Web-Harvest Changelog

What's new in Web-Harvest 2.001

Mar 31, 2010
  • Plug-in mechanism enabled - users may develop their own processors and seamlessly integrate them to Web-Harvest.
  • New processors developed:
  • database: perform select/insert/update/delete operations against specified database (JDBC driver is required on classpath).
  • mail: send emails with optional attachments.
  • zip: crate ZIP archives with specified content.
  • ftp: access FTP server and perform common operations: list, get, put, del, etc.
  • tokenize: split text to list of elements.
  • json-to-xml: convert JSON formatted value to XML.
  • xml-to-json: convert XML to JSON formatted value.
  • file processor updated with action to list files with specified name filter.
  • http processor updated to support multipart forms (enabling file uploads).
  • charset and delimiter attributes added to text processor.
  • empty attribute added to loop and while processors in order to prevent accumulating of large results that may produce memory leaks. This is replacement for putting empty processor inside the loop body.
  • Several new attributes added to regexp processor to enable regular expression fine-tunning.
  • Complete access to http response headers.
  • GUI improvements:
  • Simple debugging added: user may define breakpoints where execution pauses and runtime values can be seen.
  • Charset selection enabled in settings dialog for configuration files.
  • Editor auto-completion improvements - auto-completion is available for attribute values wherever possible.
  • Editor improvements: copying lines/selection, deleting lines, (un)commenting xml fragments.
  • List of recently opened files added to File menu.
  • Dependency libraries updated:
  • HtmlCleaner updated to version 2.1.
  • Saxon updated to version 9 (XSLT 2.0, XQuery 1.0, XPath 2.0).
  • Number of new attributes supported in html-to-xml processor.
  • Number of bug fixes.
  • Java 1.4 is no more supported - JRE 1.5 or higher is required.
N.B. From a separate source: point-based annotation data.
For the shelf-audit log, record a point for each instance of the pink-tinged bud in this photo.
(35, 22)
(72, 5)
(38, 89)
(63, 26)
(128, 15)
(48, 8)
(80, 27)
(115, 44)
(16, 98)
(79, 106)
New in Web-Harvest 1.0 (Mar 31, 2010)

  • Graphical user interface is introduced giving the environment for easier configuration development and testing.
  • html-to-xml processor, which is based on HtmlCleaner, now exposes attributes for controlling cleaner's behaviour.
  • Besides BeanShell scripting engine, two others are added: Groovy and JavaScript. Now it is possible to choose the favourite scripting engine or even mix them in a single Web-Harvest configuration. This option is supported by adding new attributes to config, script and template processors.
  • Access to HTTP client is supported by introducing implicit context varibale http. Now it is possible to check important HTTP response values, like http.mimeType, http.headers, http.statusCode, or even to obtain instance of org.apache.commons.httpclient.HttpClient class with http.client and manipulate it in the runtime.
  • New attribute cookie-policy added to the http processor, specifying the way HttpClient manage cookies.
  • Command-line use is improved by adding several new parameters.
  • For more comfortable use of Web-Harvest context variables in the script engines' runtime scopes, several handy methods are added to the class org.webharvest.runtime.variables.Variable (interface IVariable in previous versions of Web-Harvest).
  • Several useful methods added in implicit Web-Harvest context variable sys, like sys.xpath(expression, xml), sys.isVariableDefined(varname) and sys.defineVariable(varName, varValue, [overwrite]).
  • Attribute overwrite added in the ver-def processor, giving possibility to specify whether existing variables with specified name will be overwriten or not.
  • New proccessor is introduced in order to support conditional execution break.
  • Encoding selection in http processor is changed - if no explicitely specified with charset attribute, one given from HTTP response is used instead to read downloaded text content.
  • NTLM proxy authentication scheme is supported.
  • Performance improvements and bug fixes.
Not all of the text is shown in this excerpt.